Easiest way to finetune word vectors

I have been using spacy (en_web_core_md) in a pipeline, but I’d like to fine-tune on my own (non-rasa-training) data. I know there are many options for this, but I’d love thoughts on how to best accomplish it.

Requirements:

  • I don’t want brand new word vectors, I want to extend the existing spacy ones or a similarly sized set with similar word coverage
  • I don’t want it to be much larger (don’t want to start with a huge .vec unless there’s good guidance on pruning)

Thoughts:

  • the spacy documentation suggests using gensim to run w2v, but I would want to confirm others have had success extending word vectors in this way
  • I’d be happy to add a custom GensimFeaturizer to keep my domain-specific vectors separate, though then I’d likely eat up some extra memory and my domain-specific vectors might be less generalized since they would be trained on a smaller corpus

I’m curious if anyone has experimented with any of these routes and has opinions!

Hi @jamesmf , if I understand you correctly, you plan to add a featurizer which loads the pre-trained vectors, which is currently possible with SpacyFeaturizer but you also want to fine tune them? If you add just a featurizer and embedding weights for word vectors are not carried over to the intent classifier, they will not get fine tuned because they will not be a part of the tensorflow graph. So, in order to fine-tune you will have to make featurization inside your tensorflow graph in EmbeddingIntentClassifier

Thanks for the reply!

That’s not quite what I meant (although an EmbeddingInitializer is an interesting feature idea), here’s what is different.

I don’t mean fine-tuning on my labeled, rasa training data. I mean pretraining on some larger corpus of my own. So my goal would be to start with say en_web_core_md vectors from spacy, which are great for generalization. But then I’d like to also have word vectors that are from my other domain-specific corpus. I’m open to these replacing the en_core_web_md vectors if it’s easy to use those vectors as a starting point for my domain-specific training.

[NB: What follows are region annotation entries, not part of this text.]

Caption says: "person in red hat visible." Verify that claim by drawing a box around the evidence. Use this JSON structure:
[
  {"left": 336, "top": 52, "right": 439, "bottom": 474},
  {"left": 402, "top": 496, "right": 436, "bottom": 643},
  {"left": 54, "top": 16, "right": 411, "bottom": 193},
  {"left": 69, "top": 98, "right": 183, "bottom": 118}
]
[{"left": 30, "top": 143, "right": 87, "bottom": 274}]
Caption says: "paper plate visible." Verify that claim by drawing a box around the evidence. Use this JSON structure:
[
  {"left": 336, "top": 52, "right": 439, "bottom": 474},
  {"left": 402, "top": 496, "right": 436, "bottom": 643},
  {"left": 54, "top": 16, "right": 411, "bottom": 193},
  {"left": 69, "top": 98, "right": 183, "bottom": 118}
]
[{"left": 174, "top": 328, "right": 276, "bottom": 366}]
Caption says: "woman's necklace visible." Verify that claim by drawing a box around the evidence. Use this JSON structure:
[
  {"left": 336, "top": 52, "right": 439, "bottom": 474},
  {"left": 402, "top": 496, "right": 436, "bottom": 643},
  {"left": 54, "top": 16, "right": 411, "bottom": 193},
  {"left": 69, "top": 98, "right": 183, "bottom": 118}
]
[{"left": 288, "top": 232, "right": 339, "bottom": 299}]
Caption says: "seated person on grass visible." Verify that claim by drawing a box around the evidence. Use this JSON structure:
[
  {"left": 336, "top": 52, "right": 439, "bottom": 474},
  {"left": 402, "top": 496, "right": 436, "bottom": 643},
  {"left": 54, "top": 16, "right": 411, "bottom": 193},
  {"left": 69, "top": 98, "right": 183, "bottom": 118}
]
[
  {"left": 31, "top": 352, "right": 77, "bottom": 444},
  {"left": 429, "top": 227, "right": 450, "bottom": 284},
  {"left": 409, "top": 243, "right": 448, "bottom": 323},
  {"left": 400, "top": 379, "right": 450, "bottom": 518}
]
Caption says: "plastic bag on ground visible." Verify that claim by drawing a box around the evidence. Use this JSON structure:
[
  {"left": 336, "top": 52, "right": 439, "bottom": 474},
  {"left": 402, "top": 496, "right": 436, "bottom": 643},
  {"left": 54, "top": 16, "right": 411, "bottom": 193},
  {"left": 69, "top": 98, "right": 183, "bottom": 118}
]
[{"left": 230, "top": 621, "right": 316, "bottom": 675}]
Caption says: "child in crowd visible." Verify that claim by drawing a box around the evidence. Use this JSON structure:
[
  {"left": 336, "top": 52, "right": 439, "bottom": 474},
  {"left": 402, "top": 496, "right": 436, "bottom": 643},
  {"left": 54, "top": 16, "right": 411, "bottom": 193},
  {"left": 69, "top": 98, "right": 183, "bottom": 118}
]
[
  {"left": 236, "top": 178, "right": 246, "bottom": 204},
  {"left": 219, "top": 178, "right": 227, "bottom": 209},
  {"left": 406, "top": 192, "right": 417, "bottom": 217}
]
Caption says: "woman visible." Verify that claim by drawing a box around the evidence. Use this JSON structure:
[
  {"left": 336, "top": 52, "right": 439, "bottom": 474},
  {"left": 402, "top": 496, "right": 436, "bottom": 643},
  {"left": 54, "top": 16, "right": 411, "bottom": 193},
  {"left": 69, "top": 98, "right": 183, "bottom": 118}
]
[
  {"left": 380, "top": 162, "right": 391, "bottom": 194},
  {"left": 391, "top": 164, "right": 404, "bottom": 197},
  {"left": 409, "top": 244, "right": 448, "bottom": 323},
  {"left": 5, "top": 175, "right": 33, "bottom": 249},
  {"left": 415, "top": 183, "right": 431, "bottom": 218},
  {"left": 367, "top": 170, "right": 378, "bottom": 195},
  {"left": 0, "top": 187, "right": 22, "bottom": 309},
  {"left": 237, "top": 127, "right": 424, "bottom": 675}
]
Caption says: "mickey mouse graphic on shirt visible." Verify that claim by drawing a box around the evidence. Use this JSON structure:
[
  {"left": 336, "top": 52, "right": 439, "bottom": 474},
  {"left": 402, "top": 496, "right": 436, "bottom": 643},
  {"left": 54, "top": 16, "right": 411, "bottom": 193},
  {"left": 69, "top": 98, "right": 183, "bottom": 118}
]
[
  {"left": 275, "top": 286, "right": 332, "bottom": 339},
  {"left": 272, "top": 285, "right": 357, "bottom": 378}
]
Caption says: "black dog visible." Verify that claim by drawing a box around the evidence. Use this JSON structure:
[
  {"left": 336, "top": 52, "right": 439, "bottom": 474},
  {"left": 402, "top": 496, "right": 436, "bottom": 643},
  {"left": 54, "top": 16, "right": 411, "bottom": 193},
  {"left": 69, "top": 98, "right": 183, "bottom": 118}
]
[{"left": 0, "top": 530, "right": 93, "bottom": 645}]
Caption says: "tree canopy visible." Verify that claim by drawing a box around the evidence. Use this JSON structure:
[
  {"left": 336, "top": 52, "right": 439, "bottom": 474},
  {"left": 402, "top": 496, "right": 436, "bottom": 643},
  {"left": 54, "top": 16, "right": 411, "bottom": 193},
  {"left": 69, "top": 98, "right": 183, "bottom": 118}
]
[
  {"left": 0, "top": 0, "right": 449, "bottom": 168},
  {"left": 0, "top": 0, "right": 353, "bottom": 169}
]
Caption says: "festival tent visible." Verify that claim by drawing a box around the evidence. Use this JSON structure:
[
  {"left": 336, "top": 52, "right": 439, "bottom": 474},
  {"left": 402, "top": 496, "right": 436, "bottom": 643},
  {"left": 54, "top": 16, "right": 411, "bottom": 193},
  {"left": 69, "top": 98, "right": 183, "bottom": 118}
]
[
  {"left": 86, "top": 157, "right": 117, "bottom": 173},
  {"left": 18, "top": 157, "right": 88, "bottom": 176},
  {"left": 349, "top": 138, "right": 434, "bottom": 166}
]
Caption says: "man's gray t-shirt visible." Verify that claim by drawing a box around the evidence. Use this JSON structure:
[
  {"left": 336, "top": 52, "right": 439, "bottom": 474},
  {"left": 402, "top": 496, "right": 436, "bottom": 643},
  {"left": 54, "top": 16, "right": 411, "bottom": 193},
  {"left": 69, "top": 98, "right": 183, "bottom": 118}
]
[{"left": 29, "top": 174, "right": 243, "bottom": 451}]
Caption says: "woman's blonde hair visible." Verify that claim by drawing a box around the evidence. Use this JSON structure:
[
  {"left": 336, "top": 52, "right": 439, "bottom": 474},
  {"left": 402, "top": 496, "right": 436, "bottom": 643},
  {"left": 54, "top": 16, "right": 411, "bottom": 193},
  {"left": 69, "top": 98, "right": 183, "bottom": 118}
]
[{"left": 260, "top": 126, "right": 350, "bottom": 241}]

But I haven’t found a great walkthrough on how well the (spacy --> gensim for retraining --> back to spacy) process works.

I would also be open to adding a new component to the pipeline that adds more word vectors (my domain-specific ones) in addition to the spacy ones. Or I’d consider having two spacy models, though the simplest way to do that right now is quite hacky, and the memory requirements might be not worthwhile.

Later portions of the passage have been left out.